Nur Turkmani (Fiction) is a writer and researcher in Beirut. Her research explores social movements, displacement, and agriculture. Her fiction and poetry appears in Short Fiction Journal, West Branch, Discontent, The Rumpus, The Missouri Review, The Offing, and others. She has essays in Dazed, Syria Untold, Al-Jumhuriyya, and The Evergreen Review. She’s an editor-at-large at Rusted Radishes: Beirut’s Art and Literary Journal.
Yun Wei (Fiction) received her MFA in poetry from Brooklyn College and studied at Georgetown University and London School of Economics. She has been awarded second place in the Boulevard Poetry Contest and first place in the Geneva Literary Prizes. Her fiction and poetry appear in over fifteen journals, including Poetry Daily, Brooklyn Rail, Michigan Quarterly Review, Shenandoah, Poetry Northwest, and Wigleaf. Her debut novel is represented by Levine Greenberg Rostan Literary Agency. She works in global health in Switzerland, where she relies on chocolate and tears to survive mountain sports.
ABOUT THE ADROIT JOURNAL
At its foundation, The Adroit Journal has its eyes focused ahead, seeking to showcase what its global staff of writers sees as the future of poetry, prose, and art. The journal hosts the annual Adroit Prizes for Poetry and Prose, the Gregory Djanikian Scholars Program, the Anthony Veasna So Scholars Program, and the online Adroit Journal Summer Mentorship Program.

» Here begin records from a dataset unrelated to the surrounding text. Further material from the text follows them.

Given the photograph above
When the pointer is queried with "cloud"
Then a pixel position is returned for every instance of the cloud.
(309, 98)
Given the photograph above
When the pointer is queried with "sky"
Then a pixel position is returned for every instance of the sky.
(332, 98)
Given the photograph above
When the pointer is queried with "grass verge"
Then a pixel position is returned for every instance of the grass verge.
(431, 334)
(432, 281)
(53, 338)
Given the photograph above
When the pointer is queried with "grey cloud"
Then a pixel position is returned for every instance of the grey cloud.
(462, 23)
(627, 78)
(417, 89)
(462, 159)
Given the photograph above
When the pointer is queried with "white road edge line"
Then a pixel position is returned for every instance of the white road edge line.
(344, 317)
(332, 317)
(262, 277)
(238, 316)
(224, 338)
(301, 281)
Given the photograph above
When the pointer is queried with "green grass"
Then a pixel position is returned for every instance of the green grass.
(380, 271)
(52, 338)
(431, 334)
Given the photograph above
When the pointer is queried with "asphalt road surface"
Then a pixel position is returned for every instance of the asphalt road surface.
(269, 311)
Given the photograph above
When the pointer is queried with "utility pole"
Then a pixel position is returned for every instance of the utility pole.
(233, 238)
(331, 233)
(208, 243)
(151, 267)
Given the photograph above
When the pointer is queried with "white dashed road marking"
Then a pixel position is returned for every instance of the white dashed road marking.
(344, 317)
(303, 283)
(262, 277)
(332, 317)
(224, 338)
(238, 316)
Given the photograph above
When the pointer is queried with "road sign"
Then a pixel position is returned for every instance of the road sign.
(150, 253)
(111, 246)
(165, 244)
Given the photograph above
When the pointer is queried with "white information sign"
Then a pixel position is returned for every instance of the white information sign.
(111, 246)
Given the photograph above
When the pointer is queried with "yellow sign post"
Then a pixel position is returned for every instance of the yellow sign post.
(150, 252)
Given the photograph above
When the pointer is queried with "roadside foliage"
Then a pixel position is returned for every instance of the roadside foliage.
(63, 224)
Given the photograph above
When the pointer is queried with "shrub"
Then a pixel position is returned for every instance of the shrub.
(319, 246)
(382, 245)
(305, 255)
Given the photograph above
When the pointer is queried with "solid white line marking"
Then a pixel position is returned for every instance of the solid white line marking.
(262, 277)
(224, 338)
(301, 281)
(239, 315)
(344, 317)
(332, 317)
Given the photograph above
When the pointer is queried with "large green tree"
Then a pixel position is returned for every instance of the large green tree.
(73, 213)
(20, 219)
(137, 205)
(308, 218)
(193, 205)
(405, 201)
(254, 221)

Featured in Best American Poetry, Pushcart Prizes: Best of the Small Presses, Poetry Daily, Best of the Net, and Best New Poets, and by the New York Times, the Paris Review, Teen Vogue, PBS NewsHour, and NPR, the journal has featured the voices of Terrance Hayes, Arthur Sze, Joanna Klink, D. A. Powell, Edith Pearlman, Jericho Brown, Kim Addonizio, Raymond Antrobus, Victoria Chang, Eve L. Ewing, Lydia Millet, NoViolet Bulawayo, Ocean Vuong, Arthur Sze, Sarah Kay, Ned Vizzini, Fatimah Asghar, Danez Smith, and beyond.